Artistes et “arti-faux”
Artistes et “arti-faux”
Amadou Gueye NGOM Lundi 7 Déc 2009
Selon les dictionnaires que j’ai eu la curiosité de consulter, l’artiste est celui ou celle qui s’adonne à une activité artistique. Au XVIIIe français, l’artiste désignait exclusivement le praticien des Beaux Arts -architecture, peinture, sculpture-par opposition aux sciences exactes ou juridiques; puis le terme s’est étendu aux individus s’exerçant dans les arts dynamiques: musique, chant, danse et finira par englober le cinéma, les créations électroniques d’aujourd’hui, comme l’info gravure; désormais, le vidéaste a droit de cité et devient artiste à part entière.

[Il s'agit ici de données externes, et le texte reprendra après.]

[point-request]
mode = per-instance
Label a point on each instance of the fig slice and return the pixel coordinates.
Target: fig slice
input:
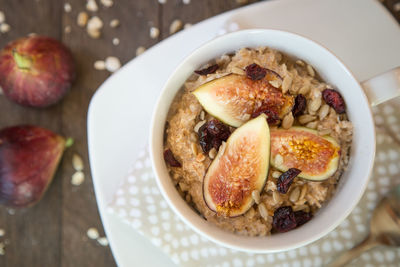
(234, 98)
(29, 157)
(240, 167)
(302, 148)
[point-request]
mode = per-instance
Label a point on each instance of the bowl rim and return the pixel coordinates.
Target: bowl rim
(204, 230)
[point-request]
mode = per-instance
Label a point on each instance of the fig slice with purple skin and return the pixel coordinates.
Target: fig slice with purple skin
(240, 167)
(302, 148)
(36, 71)
(234, 98)
(29, 157)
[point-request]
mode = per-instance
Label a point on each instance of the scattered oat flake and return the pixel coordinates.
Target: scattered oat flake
(175, 26)
(77, 178)
(95, 34)
(77, 162)
(95, 23)
(67, 7)
(112, 64)
(140, 50)
(103, 241)
(82, 19)
(115, 41)
(2, 17)
(4, 28)
(114, 23)
(154, 32)
(100, 65)
(107, 3)
(396, 7)
(67, 29)
(92, 233)
(91, 5)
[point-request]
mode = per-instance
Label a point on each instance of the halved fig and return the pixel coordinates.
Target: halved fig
(302, 148)
(234, 98)
(240, 167)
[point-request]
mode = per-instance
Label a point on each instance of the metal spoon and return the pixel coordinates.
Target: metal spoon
(384, 229)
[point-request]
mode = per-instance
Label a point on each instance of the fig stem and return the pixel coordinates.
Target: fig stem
(69, 142)
(23, 62)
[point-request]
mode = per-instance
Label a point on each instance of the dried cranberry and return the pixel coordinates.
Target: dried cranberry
(211, 135)
(209, 70)
(272, 115)
(302, 217)
(255, 72)
(284, 219)
(170, 159)
(334, 99)
(299, 106)
(286, 179)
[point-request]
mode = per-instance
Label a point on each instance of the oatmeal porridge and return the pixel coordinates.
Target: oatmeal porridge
(279, 175)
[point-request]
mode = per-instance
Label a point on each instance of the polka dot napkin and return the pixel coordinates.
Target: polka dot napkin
(139, 203)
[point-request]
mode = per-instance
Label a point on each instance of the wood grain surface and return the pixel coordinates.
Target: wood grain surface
(53, 232)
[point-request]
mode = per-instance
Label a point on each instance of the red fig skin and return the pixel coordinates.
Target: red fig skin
(36, 71)
(29, 157)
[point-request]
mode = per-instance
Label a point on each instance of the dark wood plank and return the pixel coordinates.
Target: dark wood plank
(79, 204)
(34, 233)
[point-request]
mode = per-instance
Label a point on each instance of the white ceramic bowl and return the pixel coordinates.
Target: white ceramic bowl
(352, 183)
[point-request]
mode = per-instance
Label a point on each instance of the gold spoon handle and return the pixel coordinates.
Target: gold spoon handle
(353, 253)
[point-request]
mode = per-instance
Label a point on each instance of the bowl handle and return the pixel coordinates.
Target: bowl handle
(383, 87)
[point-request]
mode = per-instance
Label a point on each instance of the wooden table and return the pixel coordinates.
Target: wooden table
(53, 233)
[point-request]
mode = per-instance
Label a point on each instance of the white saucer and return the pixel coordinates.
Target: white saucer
(361, 32)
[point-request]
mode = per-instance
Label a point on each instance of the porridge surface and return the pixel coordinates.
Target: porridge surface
(186, 114)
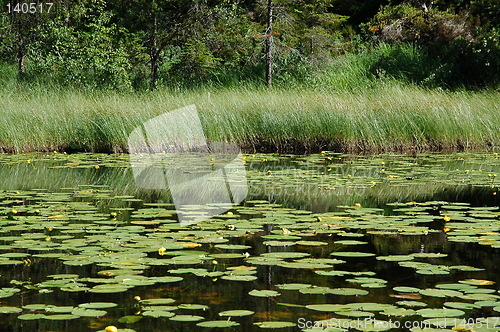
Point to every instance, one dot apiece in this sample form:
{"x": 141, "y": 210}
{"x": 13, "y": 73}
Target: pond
{"x": 326, "y": 241}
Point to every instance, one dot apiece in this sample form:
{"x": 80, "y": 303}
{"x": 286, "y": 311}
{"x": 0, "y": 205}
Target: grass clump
{"x": 388, "y": 117}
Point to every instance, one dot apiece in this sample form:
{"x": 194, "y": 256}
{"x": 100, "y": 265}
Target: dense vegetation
{"x": 347, "y": 75}
{"x": 136, "y": 45}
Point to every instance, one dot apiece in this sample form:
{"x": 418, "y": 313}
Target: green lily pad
{"x": 274, "y": 325}
{"x": 403, "y": 289}
{"x": 186, "y": 318}
{"x": 236, "y": 313}
{"x": 10, "y": 310}
{"x": 193, "y": 306}
{"x": 218, "y": 323}
{"x": 130, "y": 319}
{"x": 437, "y": 313}
{"x": 239, "y": 278}
{"x": 352, "y": 254}
{"x": 98, "y": 305}
{"x": 160, "y": 301}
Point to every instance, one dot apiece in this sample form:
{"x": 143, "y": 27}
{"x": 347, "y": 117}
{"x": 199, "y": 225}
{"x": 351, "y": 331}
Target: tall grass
{"x": 388, "y": 117}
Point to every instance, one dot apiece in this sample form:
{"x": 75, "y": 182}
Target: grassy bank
{"x": 389, "y": 117}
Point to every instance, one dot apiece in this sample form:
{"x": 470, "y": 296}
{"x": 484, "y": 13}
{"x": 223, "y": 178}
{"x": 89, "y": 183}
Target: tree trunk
{"x": 154, "y": 54}
{"x": 20, "y": 63}
{"x": 269, "y": 44}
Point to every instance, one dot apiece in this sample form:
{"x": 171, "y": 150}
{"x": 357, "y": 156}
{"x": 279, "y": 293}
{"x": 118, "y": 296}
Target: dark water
{"x": 114, "y": 179}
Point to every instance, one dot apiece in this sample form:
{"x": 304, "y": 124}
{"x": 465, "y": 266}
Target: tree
{"x": 269, "y": 44}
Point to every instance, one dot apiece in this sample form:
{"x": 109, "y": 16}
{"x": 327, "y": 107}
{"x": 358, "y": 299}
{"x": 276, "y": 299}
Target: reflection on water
{"x": 89, "y": 207}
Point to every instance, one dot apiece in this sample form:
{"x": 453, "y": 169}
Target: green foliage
{"x": 124, "y": 45}
{"x": 384, "y": 117}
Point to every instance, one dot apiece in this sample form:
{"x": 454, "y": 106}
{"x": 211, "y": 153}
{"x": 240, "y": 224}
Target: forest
{"x": 134, "y": 45}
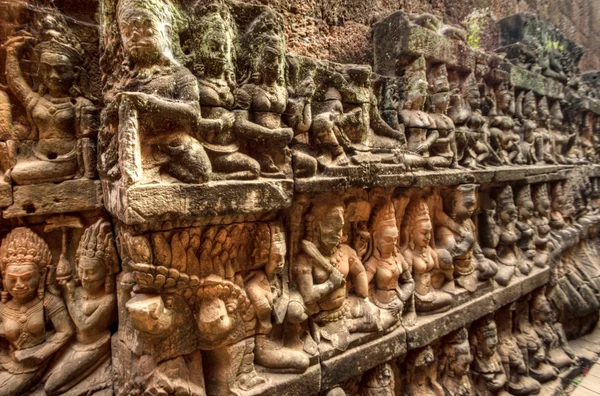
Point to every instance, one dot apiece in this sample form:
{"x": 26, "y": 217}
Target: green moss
{"x": 476, "y": 23}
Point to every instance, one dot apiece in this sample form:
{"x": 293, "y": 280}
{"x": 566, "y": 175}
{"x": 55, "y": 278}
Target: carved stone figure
{"x": 487, "y": 369}
{"x": 422, "y": 373}
{"x": 532, "y": 346}
{"x": 444, "y": 146}
{"x": 320, "y": 274}
{"x": 551, "y": 334}
{"x": 60, "y": 141}
{"x": 455, "y": 363}
{"x": 378, "y": 381}
{"x": 541, "y": 223}
{"x": 519, "y": 383}
{"x": 154, "y": 112}
{"x": 456, "y": 238}
{"x": 92, "y": 305}
{"x": 216, "y": 86}
{"x": 27, "y": 311}
{"x": 422, "y": 258}
{"x": 503, "y": 138}
{"x": 263, "y": 97}
{"x": 508, "y": 255}
{"x": 392, "y": 283}
{"x": 525, "y": 230}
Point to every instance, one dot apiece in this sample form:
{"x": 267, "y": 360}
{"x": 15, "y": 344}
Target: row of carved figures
{"x": 174, "y": 118}
{"x": 213, "y": 290}
{"x": 520, "y": 350}
{"x": 56, "y": 316}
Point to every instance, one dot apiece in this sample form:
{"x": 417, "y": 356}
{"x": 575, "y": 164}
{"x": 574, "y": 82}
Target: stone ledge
{"x": 368, "y": 350}
{"x": 138, "y": 205}
{"x": 5, "y": 195}
{"x": 44, "y": 199}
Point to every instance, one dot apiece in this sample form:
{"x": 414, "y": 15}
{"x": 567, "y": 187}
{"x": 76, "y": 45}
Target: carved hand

Par extension, l’art est également savoir faire, expertise avérée dans certaines catégories professionnelles. C’est ainsi qu’un chirurgien esthétique réussissant des prouesses techniques qui semblent défier ou contrefaire la nature est souvent considéré comme un artiste.
L’art redimensionne des pratiques sportives en les qualifiant de noble(boxe) ou martiaux (Judo karaté) et se permet même, hommage ou dérision, d’associer, dans le langage courant, la vertu au vice: l‘art de mentir, de tricher, de voler…
En marge de ces créateurs, existent ceux que j’appelle les “arti-faux” , une espèce dont le nombre est directement proportionnel au taux d’échecs scolaires et universitaires, au chômage ainsi qu‘à la crise des valeurs qui secouent les villes africaines. L’individu produit par un tel contexte ne sait rien faire de ses dix doigts et se distingue par son apparence: poils hirsutes, extravagance du comportement et des accessoires vestimentaires: boucles d‘oreilles, bagues à tous les doigts, barbe tressée…Barbe et boucles d’oreilles? Curieuse combinaison! Ça veut avoir du style mais n‘a que des manières qui lui valent des sourires de pitié de la part des “bien pensants”. Il évolue à la périphérie des véritables artistes au sein desquels il cherche à se diluer. Ce parasite se veut pourtant marginal sans avoir les moyens de sa liberté et mène une vie sans lendemain, s’ingénie à la provocation, se fourvoie dans le vice, se cherche et se perd dans les dédalles de l’irréalité.…Je lui aurais décerné, volontiers, le titre d’imposteur si le terme n’avait déjà été généreusement gratifié aux intellectuels et politiciens véreux.
A force de mimétismes, de feintes et de faire-semblant, l’arti-faux finit par se transformer un une sorte de créature émasculée que l’abus de substances toxiques rend inapte à toute activité physique; et si elle s‘essaye à la chanson, sa voix androgyne et sans timbre sonne comme une crécelle. L’oncle du village, un rude gaillard pétri de vérités évidentes et définitives, jure sur la mémoire de ses aïeux que tout ce qui nous arrive de fâcheux: choléra, criquets, inondations ou mauvais hivernages, prédateurs politiques sont les conséquences de la colère d’Allah…Colère contre nos statues, colère contre les “arti-faux” et filles “nombril-en l’air”. L’oncle n‘a simplement pas compris dans ses paramètres que, s’il existe des arti-faux, c’est parce que l’enseignement fabrique des têtes pleines de résidus plutôt que des têtes bien faites, que la “loisirisation” de la culture l’emporte sur l’appréhension de l’héritage culturel, que l’on amuse la jeunesse plus qu’on ne l’éduque.
Amadou Gueye Ngom
Critique social
PS:
perfusion, acupuncture ou saignée? L’important est d’arriver au nerf.